While the reader is deciphering the lighter people's three successive barroom tricks, the nobility carries on, behind its swinging doors of poetry, with the love story. Its focus is the entrancing disguised girl, Viola. She has been shipwrecked along with her brother, Sebastian, on the coast of Illyria. Separated by the storm, each thinks the other is drowned. Viola dresses as a man, and takes service with the Duke, Orsino; her chief duty is to pursue his romance with the Countess. Olivia rejects him, but falls in love with the new page, "Cesario." For her part, Cesario falls in love with the duke herself.
It remains only for Sebastian to enter the fray, exactly resembling his sister, to astonish everyone and prompt questions, accusations, and confessions of truth and love, and thus launch the action softly down to its denouement, all the while he eyes Olivia himself. Did Shakespeare mean for us to draw any profound lessons from it all? I doubt it; only the fine expression "Some are born great, some achieve greatness, some have greatness thrust upon them," thrice repeated, suggests a peg upon which a grand theme might hang. And yet the fine expression comes from Maria's forged letter, so possibly it is all in fun, too.
The introduction to Twelfth Night in my 1960s-era volume of Shakespeare says that this is one of the three "Joyous Comedies," the other two being Much Ado About Nothing and As You Like It. Very well, but four hundred years is a long time for one civilization's definition of a joyous comedy to endure. It's a long time specifically for an upper class, courtly definition of joyous comedy to endure -- the joy of the gentleman's belly laugh at the idea of a steward being persuaded a gentlewoman loves him. The joke on Malvolio is about far more than his yellow stockings. I wonder what went on at the theater this weekend; I wonder how any theater company can make a modern audience understand and relish this play. I'm not such a virtuous and democratic killjoy that I can't laugh at Malvolio, but the entire world that bred him and his mockers (and they included everyone, beginning with his fellow servants) has gone, and how are we to resurrect them, even in make believe? For us pale twenty-first century weaklings, it's far easier to understand Viola and Olivia, arguing like soft-voiced birds over personal identity. "I prithee tell me what thou think'st of me"/"That you do think you are not what you are," etc.
...
OLIVIA: Love sought is good, but given unsought is better.
VIOLA: By innocence I swear, and by my youth,
I have one heart, one bosom, and one truth,
And that no woman has; nor never none
Shall mistress be of it, save I alone. ... (III,i,153-157)
Beautiful.
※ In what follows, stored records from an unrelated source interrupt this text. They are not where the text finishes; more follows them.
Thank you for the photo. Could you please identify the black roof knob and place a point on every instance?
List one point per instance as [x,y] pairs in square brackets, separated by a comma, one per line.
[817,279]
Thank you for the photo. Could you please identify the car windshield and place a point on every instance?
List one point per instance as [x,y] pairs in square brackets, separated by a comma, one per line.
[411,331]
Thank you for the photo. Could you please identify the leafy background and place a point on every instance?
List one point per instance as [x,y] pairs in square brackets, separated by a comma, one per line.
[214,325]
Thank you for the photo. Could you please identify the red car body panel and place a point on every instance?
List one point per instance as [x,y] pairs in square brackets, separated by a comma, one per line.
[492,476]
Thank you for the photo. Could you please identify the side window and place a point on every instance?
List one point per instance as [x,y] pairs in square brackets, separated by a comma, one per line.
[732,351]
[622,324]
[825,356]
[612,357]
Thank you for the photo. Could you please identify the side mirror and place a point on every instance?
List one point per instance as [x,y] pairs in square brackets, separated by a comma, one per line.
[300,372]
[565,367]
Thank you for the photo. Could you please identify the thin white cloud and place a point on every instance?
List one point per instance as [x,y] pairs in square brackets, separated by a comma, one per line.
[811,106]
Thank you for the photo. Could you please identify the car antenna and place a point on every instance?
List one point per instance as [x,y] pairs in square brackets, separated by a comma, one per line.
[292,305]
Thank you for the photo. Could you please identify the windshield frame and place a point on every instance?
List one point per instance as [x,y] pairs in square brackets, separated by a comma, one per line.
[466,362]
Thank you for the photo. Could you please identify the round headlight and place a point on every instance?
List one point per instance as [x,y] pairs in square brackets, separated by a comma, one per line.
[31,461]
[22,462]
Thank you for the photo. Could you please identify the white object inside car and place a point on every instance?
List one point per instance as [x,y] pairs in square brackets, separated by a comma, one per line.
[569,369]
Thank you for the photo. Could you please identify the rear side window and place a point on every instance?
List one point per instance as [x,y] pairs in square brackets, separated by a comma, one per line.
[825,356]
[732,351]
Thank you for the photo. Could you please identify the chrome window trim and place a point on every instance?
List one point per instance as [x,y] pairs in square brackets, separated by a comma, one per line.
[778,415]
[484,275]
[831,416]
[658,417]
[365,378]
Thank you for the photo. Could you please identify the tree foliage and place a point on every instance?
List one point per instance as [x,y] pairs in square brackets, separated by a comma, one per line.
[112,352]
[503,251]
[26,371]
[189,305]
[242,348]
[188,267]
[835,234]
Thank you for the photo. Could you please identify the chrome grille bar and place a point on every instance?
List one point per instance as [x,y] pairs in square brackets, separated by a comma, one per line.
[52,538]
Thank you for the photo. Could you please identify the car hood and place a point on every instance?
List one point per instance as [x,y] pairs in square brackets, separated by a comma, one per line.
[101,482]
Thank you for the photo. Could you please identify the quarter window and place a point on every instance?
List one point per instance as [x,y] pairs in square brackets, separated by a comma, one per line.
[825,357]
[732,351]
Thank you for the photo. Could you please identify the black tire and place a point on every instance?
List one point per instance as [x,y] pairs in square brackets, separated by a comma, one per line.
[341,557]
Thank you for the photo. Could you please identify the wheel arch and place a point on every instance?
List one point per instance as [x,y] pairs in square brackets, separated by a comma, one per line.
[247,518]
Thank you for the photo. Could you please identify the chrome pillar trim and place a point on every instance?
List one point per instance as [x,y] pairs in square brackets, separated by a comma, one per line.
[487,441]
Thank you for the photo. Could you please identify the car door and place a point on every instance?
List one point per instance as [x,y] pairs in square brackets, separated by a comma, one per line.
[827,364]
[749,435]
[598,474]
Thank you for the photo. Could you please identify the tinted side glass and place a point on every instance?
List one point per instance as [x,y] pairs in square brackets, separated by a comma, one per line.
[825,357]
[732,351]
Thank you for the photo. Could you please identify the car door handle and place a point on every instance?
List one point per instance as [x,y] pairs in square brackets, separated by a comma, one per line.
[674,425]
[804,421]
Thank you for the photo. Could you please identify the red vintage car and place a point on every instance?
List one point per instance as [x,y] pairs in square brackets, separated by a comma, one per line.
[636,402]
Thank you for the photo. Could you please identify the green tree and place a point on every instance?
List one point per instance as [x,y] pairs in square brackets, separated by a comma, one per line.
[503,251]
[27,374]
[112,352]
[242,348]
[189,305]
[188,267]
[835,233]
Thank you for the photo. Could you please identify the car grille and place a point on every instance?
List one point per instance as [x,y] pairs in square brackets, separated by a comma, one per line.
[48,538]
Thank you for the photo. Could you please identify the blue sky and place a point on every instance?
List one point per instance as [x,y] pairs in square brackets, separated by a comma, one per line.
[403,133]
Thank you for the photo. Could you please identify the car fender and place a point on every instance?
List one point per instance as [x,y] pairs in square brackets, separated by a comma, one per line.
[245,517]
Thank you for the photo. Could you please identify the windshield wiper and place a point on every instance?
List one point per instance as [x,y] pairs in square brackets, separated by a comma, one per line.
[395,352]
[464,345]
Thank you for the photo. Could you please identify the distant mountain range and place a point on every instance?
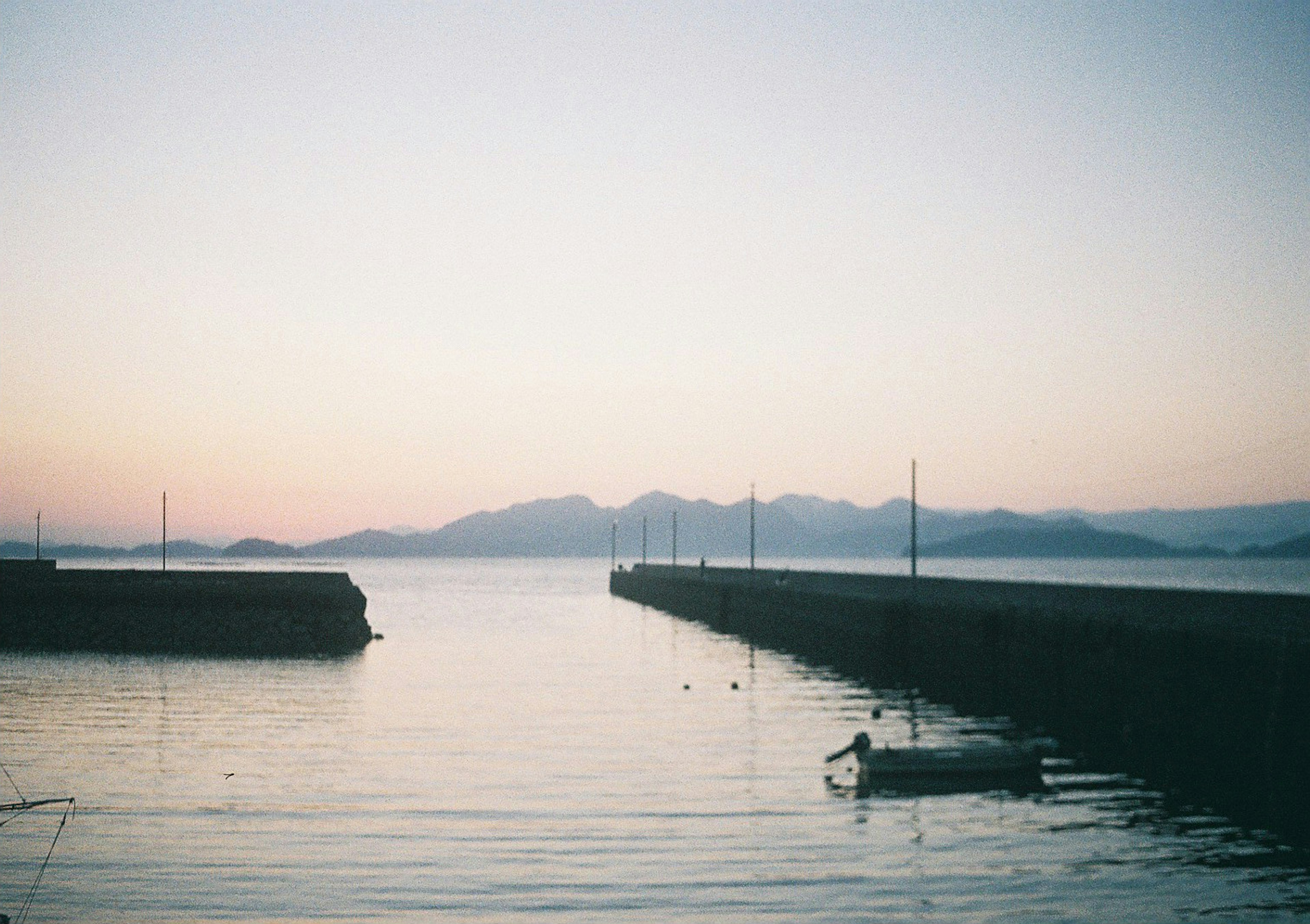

The writer of my '60s era introduction also dwells much on the love story, but I think Shakespeare liked his servants and his Belches better here. And just how do we go about properly appreciating that?
I enjoyed watching a stage production of the Shakespeare play as a teen! Thanks for bringing back that memory!
ReplyDeleteHow wonderful that you are reviewing Shakespeare! This is one of the few works by Shakespeare that I have never seen performed nor read. I agree that a Shakespearean comedy often takes multiple readings even just to follow along. But what I find so amazing is that the plays are so much easier to "get" when they are performed live (assuming it's a a decent production, anyway). Have you had a chance to see this play performed? I think it's often done by Shakespeare-in-the-Park type groups.